Print Culture in the 1790s - CES00009M
Module will run
Occurrence | Teaching period |
---|---|
A | Spring Term 2022-23 |
Module aims
- to introduce students to the best of late eighteenth-century political satire and other forms of print politics, by both 'high' and 'low' authors
- to explore that satire in the context of the political culture of Britain in the decade of the French Revolution.
- to introduce students to the skills and techniques of interdisciplinary research
Module learning outcomes
Subject content
- the varieties of political satire and other forms of print politics, their different social registers, and the different media in which they were published
- the relationship between these forms and other more 'literary' kinds of print, including, for instance, the literary ballad as against popular song
- a grasp of the some of the main political events and political conflicts in the period which became the occasions for the production of satires
- an awareness of the relations between patrician politics and plebeian culture
·
Academic and graduate skills
- the research skills to elucidate political satires in connection with parliamentary debates, newspaper articles, political pamphlets and caricatures
- some grasp of the range of print cultures in late eighteenth-century Britain
Indicative assessment
Task | % of module mark |
---|---|
Essay/coursework | 100 |
Special assessment rules
None
Indicative reassessment
Task | % of module mark |
---|---|
Essay/coursework | 100 |
Module feedback
Written feedback, given in Week 5 for original assessment, and within two weeks of submission for re-assessed work
Indicative reading
Bindman, David, The Shadow of the Guillotine: Britain and the French Revolution (London: British Museum Publications, 1989).

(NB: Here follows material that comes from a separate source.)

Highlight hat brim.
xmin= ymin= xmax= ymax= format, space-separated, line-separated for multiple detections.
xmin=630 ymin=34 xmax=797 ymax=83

Donald, Diana, The Age of Caricature: Satirical Prints in the Reign of George III (New Haven and London: Yale University Press, 1996).
Godfrey, Richard, with Hallett, Mark, James Gillray: The Art of Caricature (London: Tate Publishing, 2001), esp. pp. 22-37, 90-185.
Thale, Mary: ed.), Selections from the Papers of the London Corresponding Society (Cambridge: Cambridge University Press, 1983).
Barrell, John, The Spirit of Despotism (Oxford 2006).